The newest age of Social Media and mobile phones have only exacerbated the problem. All of these media must be measured independently, but also holistically, and making sense of it all is a mess. Worst of all, it seems to change every year. If you received a Bachelor’s in Marketing in 2005, you might as well toss that bad boy in the garbage because it is nearly worthless, (on second thought, you need something to show for that student loan debt so don’t throw it out just yet).
We at Utah Digital Services (UDS) have decided that is officially indisputable: Director of Marketing (DOM) is the toughest job on Earth.
So if you’re a DOM, where do you start? I believe there are a few key pieces that can make a huge difference for every DOM in this new age:
- Find someone, or an agency, who really understands data and analytics – In the digital age, quantifying your return-on-ad-spend (ROAS) is difficult. Hire someone with 3+ years of full-time Google Analytics or Adobe Analytics experience. They should live for this stuff, not just dabble in it. If you can’t afford the hefty price tag of hiring someone in-house, make sure the agency you choose has at least 3 of these people on staff. Ask to interview them and see if they really know what they’re doing. Better yet, ask them to do an audit of your Google Analytics setup, and your site, and ask for recommendations on what they would change.

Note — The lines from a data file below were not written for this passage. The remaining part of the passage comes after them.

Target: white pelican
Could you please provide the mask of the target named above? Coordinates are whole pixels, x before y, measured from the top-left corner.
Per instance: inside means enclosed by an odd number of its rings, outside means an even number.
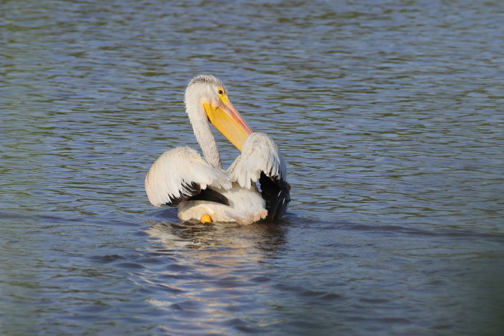
[[[285,162],[276,144],[266,134],[252,132],[224,84],[213,76],[191,80],[184,102],[204,159],[189,147],[161,154],[145,177],[150,202],[178,206],[182,220],[277,222],[291,196]],[[242,151],[227,172],[222,169],[210,123]]]

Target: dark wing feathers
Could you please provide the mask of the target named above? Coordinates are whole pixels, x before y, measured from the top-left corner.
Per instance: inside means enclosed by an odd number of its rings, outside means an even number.
[[[268,215],[264,220],[278,223],[291,201],[289,185],[277,176],[270,178],[264,172],[261,172],[259,183],[261,185],[261,196],[266,201],[266,209],[268,211]]]
[[[229,200],[225,196],[213,189],[207,188],[197,195],[191,196],[188,201],[208,201],[229,206]]]
[[[191,182],[190,184],[187,183],[184,184],[184,192],[181,193],[178,197],[174,198],[169,197],[171,202],[163,205],[177,206],[186,201],[208,201],[229,205],[229,201],[226,197],[213,189],[207,187],[206,189],[202,190],[199,184],[195,182]]]

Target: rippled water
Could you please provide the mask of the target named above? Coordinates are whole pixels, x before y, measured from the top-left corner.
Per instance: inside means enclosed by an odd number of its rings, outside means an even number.
[[[3,334],[496,334],[504,5],[0,4]],[[212,73],[293,186],[181,223],[143,179]],[[238,153],[217,136],[226,164]]]

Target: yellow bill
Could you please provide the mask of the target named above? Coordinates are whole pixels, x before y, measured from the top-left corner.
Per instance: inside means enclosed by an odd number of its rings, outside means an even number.
[[[227,104],[214,106],[203,103],[203,106],[212,125],[241,151],[243,143],[252,131],[233,103],[229,101]]]

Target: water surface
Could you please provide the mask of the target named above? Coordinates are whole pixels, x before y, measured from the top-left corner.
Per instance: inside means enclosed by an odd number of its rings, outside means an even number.
[[[496,334],[501,2],[4,2],[3,334]],[[288,163],[277,226],[143,190],[212,73]],[[216,135],[225,165],[237,150]]]

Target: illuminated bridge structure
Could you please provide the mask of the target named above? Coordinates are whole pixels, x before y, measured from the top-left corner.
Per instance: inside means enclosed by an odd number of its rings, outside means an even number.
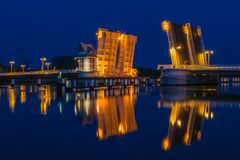
[[[158,65],[162,85],[240,83],[240,66],[210,65],[213,51],[205,50],[201,27],[162,22],[167,33],[171,65]]]
[[[148,77],[131,76],[92,76],[88,72],[76,70],[52,70],[52,71],[31,71],[31,72],[12,72],[0,73],[0,85],[44,85],[58,84],[65,86],[66,89],[74,90],[77,88],[117,88],[121,86],[148,84],[152,80]]]

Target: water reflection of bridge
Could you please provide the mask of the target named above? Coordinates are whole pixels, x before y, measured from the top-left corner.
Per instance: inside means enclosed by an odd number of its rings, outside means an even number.
[[[100,140],[120,136],[137,130],[134,105],[137,88],[129,90],[98,91],[76,96],[75,112],[82,125],[97,120],[96,136]]]
[[[24,104],[27,93],[35,93],[40,100],[40,113],[48,115],[52,101],[58,101],[59,113],[62,113],[63,98],[68,104],[73,104],[75,115],[82,126],[97,123],[96,136],[106,140],[111,136],[122,136],[137,130],[134,106],[139,93],[139,87],[99,90],[89,92],[64,92],[57,94],[57,90],[46,86],[6,86],[0,88],[0,99],[8,98],[9,108],[16,112],[17,100]]]
[[[205,120],[213,119],[212,107],[239,107],[240,97],[236,94],[223,94],[217,87],[163,87],[159,108],[169,108],[169,129],[162,141],[162,148],[200,141]]]

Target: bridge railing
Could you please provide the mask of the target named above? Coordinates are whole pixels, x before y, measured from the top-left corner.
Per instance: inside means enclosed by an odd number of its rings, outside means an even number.
[[[50,71],[31,71],[31,72],[9,72],[9,73],[0,73],[0,76],[15,76],[15,75],[43,75],[43,74],[58,74],[58,70]]]
[[[20,75],[43,75],[43,74],[59,74],[59,73],[76,73],[75,69],[65,69],[65,70],[44,70],[44,71],[30,71],[30,72],[9,72],[0,73],[0,76],[20,76]]]

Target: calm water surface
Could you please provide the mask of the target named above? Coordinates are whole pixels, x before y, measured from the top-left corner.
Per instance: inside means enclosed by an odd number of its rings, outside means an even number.
[[[238,159],[240,89],[0,87],[0,159]]]

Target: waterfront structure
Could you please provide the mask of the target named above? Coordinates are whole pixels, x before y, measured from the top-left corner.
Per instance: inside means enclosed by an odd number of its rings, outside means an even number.
[[[78,56],[75,57],[78,62],[76,70],[82,72],[96,71],[96,52],[92,44],[80,43]]]
[[[167,33],[172,65],[180,67],[210,64],[210,55],[213,51],[205,50],[200,26],[163,21],[162,29]]]
[[[136,76],[133,69],[136,36],[100,28],[97,42],[97,71],[100,75]]]

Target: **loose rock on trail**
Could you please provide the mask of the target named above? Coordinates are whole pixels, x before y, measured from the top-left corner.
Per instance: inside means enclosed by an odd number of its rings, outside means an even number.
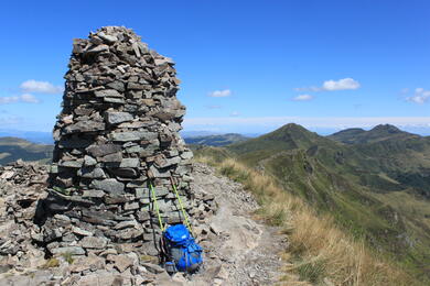
[[[252,219],[258,205],[240,184],[203,164],[194,164],[192,187],[195,196],[215,200],[218,210],[194,223],[205,250],[198,273],[170,277],[127,245],[118,253],[75,256],[73,262],[60,257],[57,265],[47,265],[32,243],[37,227],[31,220],[36,199],[46,195],[46,172],[22,162],[0,168],[0,285],[273,285],[280,278],[284,237]]]

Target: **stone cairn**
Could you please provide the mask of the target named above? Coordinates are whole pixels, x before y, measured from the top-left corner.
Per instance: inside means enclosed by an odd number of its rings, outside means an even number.
[[[184,219],[171,178],[187,212],[202,210],[190,188],[193,154],[179,135],[185,108],[173,66],[125,28],[74,40],[50,194],[36,215],[50,254],[135,248],[157,256],[161,230],[149,184],[164,223]]]

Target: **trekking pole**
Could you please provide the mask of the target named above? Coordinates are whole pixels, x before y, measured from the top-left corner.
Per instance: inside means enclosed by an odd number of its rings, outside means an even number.
[[[190,221],[189,221],[189,216],[186,216],[184,206],[182,205],[181,197],[180,197],[180,195],[179,195],[179,193],[178,193],[176,185],[175,185],[175,183],[174,183],[172,176],[170,176],[170,182],[171,182],[171,184],[172,184],[172,186],[173,186],[174,194],[176,195],[178,201],[179,201],[179,204],[180,204],[182,215],[184,216],[185,226],[186,226],[186,228],[190,230],[190,232],[193,233],[193,229],[191,228],[191,224],[190,224]]]
[[[159,204],[157,202],[155,190],[153,189],[153,186],[152,186],[151,183],[149,183],[149,188],[151,189],[151,193],[152,193],[153,206],[154,206],[155,211],[157,211],[157,217],[159,218],[159,223],[160,223],[161,231],[164,231],[165,229],[164,229],[163,222],[162,222],[162,220],[161,220]]]

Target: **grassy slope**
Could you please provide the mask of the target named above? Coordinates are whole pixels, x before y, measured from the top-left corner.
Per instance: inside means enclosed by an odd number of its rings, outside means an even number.
[[[424,279],[430,204],[420,195],[430,189],[430,142],[405,134],[393,140],[389,129],[379,130],[385,140],[377,140],[374,130],[370,143],[348,145],[289,124],[227,148]],[[401,207],[400,197],[408,208]]]
[[[196,152],[197,161],[216,166],[222,175],[251,191],[261,206],[258,216],[289,235],[280,285],[421,285],[336,228],[333,217],[318,215],[299,196],[284,191],[271,175],[232,158],[217,158],[206,155],[205,150]]]
[[[246,141],[248,140],[248,138],[236,133],[228,133],[222,135],[184,138],[184,140],[186,144],[224,146],[224,145]]]
[[[34,144],[18,138],[0,138],[0,165],[24,161],[47,162],[52,157],[52,145]]]

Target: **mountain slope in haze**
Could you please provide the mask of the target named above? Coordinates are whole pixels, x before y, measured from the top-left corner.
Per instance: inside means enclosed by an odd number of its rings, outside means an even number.
[[[418,139],[420,136],[401,131],[390,124],[380,124],[369,131],[365,131],[358,128],[346,129],[327,138],[345,144],[368,144],[386,140]]]
[[[228,144],[243,142],[246,140],[248,140],[248,138],[237,133],[184,138],[186,144],[207,145],[207,146],[225,146]]]
[[[391,125],[334,135],[288,124],[225,148],[332,213],[380,254],[429,278],[430,139]]]
[[[49,162],[52,158],[52,145],[34,144],[19,138],[0,138],[0,165],[19,158]]]

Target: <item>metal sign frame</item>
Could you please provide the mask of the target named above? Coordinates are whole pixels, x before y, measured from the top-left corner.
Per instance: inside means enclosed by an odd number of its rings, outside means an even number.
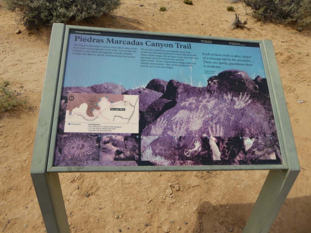
[[[191,166],[56,167],[57,125],[70,29],[248,42],[259,44],[283,164]],[[69,232],[58,172],[269,170],[243,232],[268,232],[300,171],[272,41],[65,25],[53,26],[30,173],[48,232]]]

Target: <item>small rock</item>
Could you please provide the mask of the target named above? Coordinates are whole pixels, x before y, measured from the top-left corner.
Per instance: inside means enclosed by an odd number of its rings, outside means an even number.
[[[173,193],[173,191],[172,190],[172,189],[168,189],[166,190],[166,191],[165,191],[165,194],[166,196],[169,196],[171,194]]]
[[[165,225],[165,226],[162,226],[162,230],[163,231],[165,232],[165,233],[167,233],[167,232],[171,231],[171,229],[169,228],[169,227],[167,225]]]

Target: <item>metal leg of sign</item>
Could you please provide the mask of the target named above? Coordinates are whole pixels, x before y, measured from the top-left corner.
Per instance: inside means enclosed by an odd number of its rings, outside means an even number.
[[[70,233],[58,173],[32,173],[48,233]]]
[[[268,233],[299,173],[290,170],[270,171],[243,233]]]

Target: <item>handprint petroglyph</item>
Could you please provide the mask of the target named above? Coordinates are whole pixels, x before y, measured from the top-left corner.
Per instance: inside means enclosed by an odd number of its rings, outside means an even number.
[[[250,97],[250,95],[246,92],[244,95],[240,93],[238,97],[234,97],[233,99],[235,103],[233,107],[236,109],[239,109],[248,105],[252,102],[252,100],[249,99]]]
[[[200,151],[202,148],[201,147],[201,142],[198,141],[195,141],[194,143],[194,148],[191,150],[185,150],[184,152],[185,155],[186,156],[189,157],[190,156],[190,154],[193,151]]]

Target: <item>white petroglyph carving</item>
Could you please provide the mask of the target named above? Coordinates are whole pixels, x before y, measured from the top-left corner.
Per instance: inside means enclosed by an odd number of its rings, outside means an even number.
[[[185,150],[184,153],[186,156],[189,157],[190,156],[190,154],[193,151],[200,151],[201,150],[202,148],[201,142],[196,141],[194,143],[194,148],[191,150]]]
[[[233,107],[236,109],[241,109],[248,104],[252,102],[252,100],[249,99],[250,96],[245,92],[244,95],[242,93],[240,93],[240,96],[238,97],[234,97],[233,99],[235,102]]]
[[[212,136],[210,137],[210,145],[213,152],[213,159],[214,160],[220,160],[220,152],[216,144],[216,139]]]

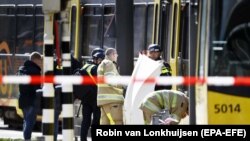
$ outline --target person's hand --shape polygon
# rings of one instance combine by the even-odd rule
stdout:
[[[161,125],[176,125],[179,123],[179,121],[177,119],[174,119],[174,118],[167,118],[165,120],[159,120],[161,123]]]

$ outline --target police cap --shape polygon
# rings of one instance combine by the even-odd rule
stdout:
[[[148,51],[161,52],[161,47],[158,44],[150,44],[148,46]]]
[[[94,58],[94,55],[96,53],[98,53],[98,52],[101,52],[102,54],[104,54],[104,49],[102,49],[102,48],[95,48],[95,49],[93,49],[92,52],[91,52],[91,56]]]
[[[93,56],[92,56],[92,58],[93,59],[104,59],[104,57],[105,57],[105,55],[104,55],[104,52],[96,52]]]

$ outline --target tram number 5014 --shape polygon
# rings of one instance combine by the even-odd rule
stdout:
[[[240,104],[215,104],[215,113],[240,113]]]

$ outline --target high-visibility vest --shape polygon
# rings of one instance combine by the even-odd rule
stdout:
[[[85,69],[86,72],[88,73],[89,77],[90,77],[90,78],[94,81],[94,83],[96,84],[97,82],[96,82],[96,80],[94,79],[93,75],[91,74],[91,70],[92,70],[93,67],[95,67],[94,64],[88,64],[88,63],[86,63],[86,64],[81,68],[81,70],[82,70],[82,69]]]
[[[102,61],[98,66],[97,74],[99,76],[120,76],[115,64],[108,59]],[[118,85],[98,84],[97,105],[105,105],[109,103],[123,103],[123,89]]]
[[[149,110],[152,113],[168,109],[169,113],[179,121],[181,114],[187,110],[187,104],[184,93],[175,90],[160,90],[150,93],[142,102],[141,109]]]

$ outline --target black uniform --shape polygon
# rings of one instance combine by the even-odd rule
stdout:
[[[85,76],[97,76],[98,65],[88,61],[81,69],[81,74]],[[94,81],[94,80],[93,80]],[[92,125],[99,125],[100,108],[97,107],[97,85],[85,85],[82,96],[82,125],[81,125],[81,141],[87,140],[88,130],[91,124],[91,116],[93,114]]]
[[[157,59],[161,60],[161,59]],[[172,70],[170,65],[167,62],[163,62],[163,66],[161,67],[161,75],[160,76],[172,76]],[[163,90],[167,89],[170,90],[172,89],[172,85],[166,86],[166,85],[156,85],[155,86],[155,91],[157,90]]]
[[[34,62],[27,60],[24,62],[24,66],[19,67],[19,75],[41,75],[41,68]],[[40,89],[41,85],[19,85],[19,108],[26,108],[29,106],[35,106],[36,90]]]

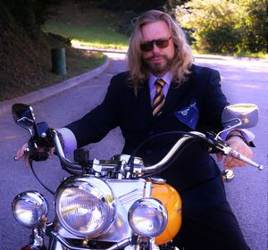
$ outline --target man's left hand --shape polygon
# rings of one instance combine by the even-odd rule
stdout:
[[[226,144],[229,145],[232,149],[239,152],[247,158],[252,158],[253,153],[250,147],[243,141],[242,138],[239,137],[231,137],[230,139],[226,140]],[[217,154],[218,162],[222,160],[222,154],[218,153]],[[223,160],[223,165],[225,169],[230,169],[233,167],[243,167],[247,165],[244,162],[235,159],[231,156],[226,156]]]

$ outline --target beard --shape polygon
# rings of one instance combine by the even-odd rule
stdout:
[[[162,57],[164,59],[165,63],[153,63],[151,59],[155,57]],[[147,58],[142,59],[142,64],[146,70],[149,71],[154,75],[161,75],[169,71],[172,65],[172,59],[168,58],[165,54],[154,54]]]

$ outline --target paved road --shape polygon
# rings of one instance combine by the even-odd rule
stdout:
[[[38,121],[46,121],[51,127],[63,126],[100,103],[113,75],[125,69],[123,54],[109,54],[113,63],[90,80],[61,94],[33,104]],[[197,58],[197,63],[218,69],[222,88],[230,103],[255,103],[260,108],[260,121],[252,130],[256,135],[255,158],[267,168],[259,171],[253,167],[236,170],[237,178],[227,184],[228,197],[240,222],[252,250],[268,249],[267,244],[267,109],[268,63],[255,60],[219,60]],[[21,191],[37,189],[50,204],[52,196],[46,191],[22,162],[13,161],[16,149],[27,141],[29,134],[13,121],[10,114],[3,114],[0,121],[0,249],[15,250],[28,243],[29,229],[19,226],[11,212],[11,202]],[[119,129],[113,130],[98,144],[88,146],[91,157],[108,158],[121,151],[122,138]],[[56,158],[36,164],[43,181],[54,189],[66,176],[60,170]]]

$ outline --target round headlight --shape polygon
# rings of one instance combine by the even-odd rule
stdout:
[[[136,201],[129,212],[129,222],[138,236],[160,235],[167,224],[167,212],[163,204],[155,198]]]
[[[58,188],[57,217],[62,225],[79,237],[97,237],[113,221],[116,205],[110,187],[90,175],[70,177]]]
[[[41,226],[48,212],[46,200],[36,191],[27,191],[17,195],[12,206],[15,219],[26,228]]]

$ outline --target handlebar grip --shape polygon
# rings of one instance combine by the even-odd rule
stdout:
[[[260,165],[257,162],[250,160],[249,158],[246,157],[245,155],[243,155],[242,154],[239,153],[238,151],[236,151],[232,148],[230,148],[230,150],[227,155],[230,155],[230,156],[236,158],[239,161],[242,161],[251,166],[254,166],[254,167],[257,168],[259,171],[262,171],[264,169],[263,165]]]

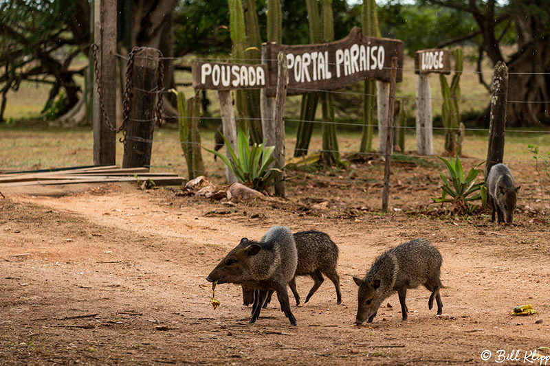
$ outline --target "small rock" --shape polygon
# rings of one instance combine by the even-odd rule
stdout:
[[[233,183],[227,192],[227,197],[230,201],[245,201],[263,197],[263,194],[249,188],[243,184],[239,183]]]

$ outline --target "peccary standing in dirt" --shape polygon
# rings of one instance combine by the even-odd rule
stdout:
[[[294,233],[294,241],[298,251],[298,266],[294,277],[289,286],[292,290],[296,306],[300,305],[300,295],[296,290],[296,276],[309,276],[314,284],[305,298],[309,301],[311,296],[324,281],[324,274],[334,284],[336,288],[336,304],[342,303],[342,293],[340,289],[340,277],[336,272],[338,262],[338,247],[325,233],[310,230]],[[265,308],[271,301],[270,293],[263,307]],[[243,304],[248,306],[254,301],[254,288],[243,286]]]
[[[491,168],[489,175],[487,176],[487,190],[489,191],[489,200],[493,207],[491,219],[493,222],[494,214],[496,212],[499,224],[512,224],[520,187],[516,187],[514,176],[507,166],[496,164]]]
[[[420,284],[432,291],[428,308],[432,309],[435,298],[437,314],[440,315],[443,311],[439,295],[441,262],[439,251],[424,238],[406,242],[380,255],[364,278],[353,277],[359,286],[355,323],[361,324],[366,319],[371,323],[380,304],[394,291],[399,295],[402,319],[406,320],[407,289]]]
[[[232,283],[256,289],[250,323],[260,315],[270,290],[277,293],[281,309],[293,325],[296,319],[290,310],[287,285],[296,270],[298,254],[294,237],[287,227],[270,229],[260,242],[243,238],[221,260],[206,279],[219,284]]]
[[[223,126],[220,124],[216,128],[216,132],[214,133],[214,151],[218,151],[223,147],[223,137],[221,134],[223,133]],[[216,160],[217,155],[214,155],[214,160]]]

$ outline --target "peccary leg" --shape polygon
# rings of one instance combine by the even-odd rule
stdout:
[[[273,296],[273,290],[270,290],[270,292],[267,293],[267,296],[265,297],[265,302],[263,303],[263,306],[262,306],[263,308],[267,308],[270,304],[271,302],[271,297]]]
[[[401,304],[401,313],[403,314],[403,317],[402,318],[402,321],[404,321],[407,320],[407,313],[408,312],[408,309],[407,308],[407,306],[405,304],[405,298],[407,297],[407,289],[406,288],[402,288],[397,290],[397,295],[399,297],[399,303]]]
[[[278,296],[279,301],[280,301],[280,307],[283,309],[285,315],[287,316],[288,320],[290,321],[292,325],[297,325],[296,319],[292,314],[290,310],[290,303],[288,300],[288,292],[287,291],[286,284],[273,284],[275,290],[277,291],[277,296]]]
[[[441,315],[443,313],[443,302],[441,301],[441,295],[439,295],[439,290],[437,290],[437,295],[435,295],[435,301],[437,302],[437,314]]]
[[[336,273],[336,271],[333,269],[324,271],[323,273],[324,273],[327,277],[332,281],[332,283],[334,284],[334,287],[336,288],[336,304],[340,305],[342,304],[342,293],[340,290],[340,277],[338,277],[338,274]]]
[[[296,306],[300,305],[300,295],[298,295],[298,290],[296,290],[296,277],[294,276],[292,277],[292,279],[290,280],[290,282],[288,283],[289,287],[290,287],[290,290],[292,291],[292,295],[294,295],[294,299],[296,300]],[[307,302],[307,300],[305,301]]]
[[[256,291],[258,291],[258,290],[256,290]],[[248,322],[249,324],[256,323],[256,319],[260,316],[260,311],[262,310],[261,305],[263,304],[263,301],[265,301],[265,297],[267,296],[267,291],[266,290],[261,290],[258,292],[259,295],[254,299],[254,311],[252,313],[252,317],[250,318],[250,321]]]
[[[309,293],[307,294],[307,296],[305,298],[305,302],[309,301],[309,299],[311,298],[311,296],[314,295],[315,292],[320,287],[321,284],[322,284],[323,281],[324,281],[324,278],[322,277],[322,273],[318,269],[309,275],[309,277],[314,279],[315,283],[314,284],[314,286],[309,290]]]

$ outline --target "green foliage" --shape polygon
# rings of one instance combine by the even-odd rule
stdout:
[[[217,151],[203,148],[219,157],[241,183],[258,191],[263,191],[269,185],[274,184],[276,174],[281,172],[280,169],[269,168],[274,160],[273,150],[275,146],[265,146],[265,142],[249,146],[248,132],[245,133],[239,128],[236,153],[223,134],[221,135],[226,143],[226,148],[231,155],[230,159]]]
[[[177,97],[178,127],[179,144],[187,163],[189,180],[204,173],[201,155],[201,137],[199,133],[200,100],[197,96],[186,101],[185,95],[172,89]]]
[[[457,47],[452,54],[454,55],[454,75],[451,84],[447,82],[445,75],[439,74],[441,84],[443,106],[441,106],[441,121],[445,127],[445,150],[449,155],[459,156],[462,152],[462,136],[461,130],[464,125],[460,121],[459,101],[461,98],[460,76],[463,68],[462,49]]]
[[[459,212],[469,214],[471,214],[474,209],[474,205],[469,203],[470,202],[481,199],[483,206],[487,204],[485,183],[485,182],[476,183],[475,180],[481,172],[477,168],[483,164],[485,161],[470,169],[465,177],[459,157],[456,157],[454,161],[452,157],[449,158],[449,160],[441,157],[437,157],[447,166],[450,179],[448,180],[443,173],[439,174],[439,176],[441,177],[443,182],[443,185],[441,186],[441,196],[439,198],[432,198],[434,202],[450,203]],[[452,184],[449,183],[449,181]],[[448,195],[450,198],[448,197]]]

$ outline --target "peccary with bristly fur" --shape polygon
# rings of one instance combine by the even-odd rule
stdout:
[[[342,293],[340,288],[340,277],[336,271],[338,247],[328,234],[315,230],[294,233],[294,241],[298,250],[298,266],[294,277],[289,282],[289,286],[296,299],[296,306],[300,305],[300,295],[296,290],[296,276],[309,276],[314,281],[313,287],[305,298],[305,302],[307,302],[324,281],[323,275],[334,284],[336,288],[336,304],[340,304]],[[253,301],[254,288],[243,286],[243,305],[248,306]],[[268,295],[263,307],[266,307],[270,301],[271,293]]]
[[[437,301],[437,314],[443,311],[439,295],[439,279],[443,259],[439,251],[424,238],[414,239],[384,252],[374,261],[364,278],[353,277],[359,286],[355,323],[366,319],[371,323],[382,301],[397,291],[401,303],[402,320],[407,319],[405,304],[408,288],[424,284],[432,291],[428,307],[432,309],[434,298]]]
[[[256,289],[250,323],[260,315],[270,290],[276,291],[281,308],[290,323],[296,319],[290,310],[287,285],[296,270],[298,254],[294,238],[287,227],[270,229],[260,242],[243,238],[206,277],[219,284],[232,283]]]
[[[516,186],[514,176],[507,166],[496,164],[491,168],[489,175],[487,176],[487,190],[489,192],[489,200],[493,208],[491,218],[493,222],[494,214],[496,212],[499,224],[512,224],[520,187]]]

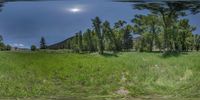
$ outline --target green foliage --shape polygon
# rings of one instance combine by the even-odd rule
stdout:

If they can’t do this, get rid of them.
- Start with your website – Are you proud to send clients to your company site, or do you avoid the topic at all costs? Is your site mobile-responsive? If the site needs work, make it a priority. Think of your website like a second storefront for your business. If it isn’t up to snuff, put that on the list. A bad site can make all your other advertising weaker. 81% of shoppers will research products online before making a purchase online or offline (Adweek2014). What will they see if they research your site?
- Get your Paid Search humming – 61% of people will use a search engine in their purchasing journey (AdWeek2014). If you’re not maximizing your return on Google first, spend there. Paid Search gives you the ability to target the right customer and only pay when click happens. Don’t be afraid to outsource PPC either. I recommend finding an agency that is capable of effectively running each part of your digital campaign instead of using multiple agencies. It keeps your campaign cohesive. This takes time to find the right agency, but it is worth it in the long run.
- Your first stop with Display Advertising is always Retargeting – You’ve spent a lot of time and money to drive people to your site; why would you not want to keep them coming back? Retargeting allows you to ‘continue the conversation’ with a potential buyer long after they have left the site. It is worth every penny!!
- Now, get your Paid Social on – Facebook is certainly the best place to start. They have the most dynamic targeting capabilities, the largest user base, and honestly they have the best ad placements. If your only Facebook strategy is still to post organically on your own Facebook page, you’re behind the times. Chances are that less than 10% of your followers are actually seeing the posts. It’s a pay-to-play game with Facebook these days.
These 5 practices will be a tremendous help in making that Director of Marketing job less daunting. Nailing these 5 will ensure you are able to show your boss that you know how to market in the Digital Age, and you understand how to show a ROI. Hang in there DOMs!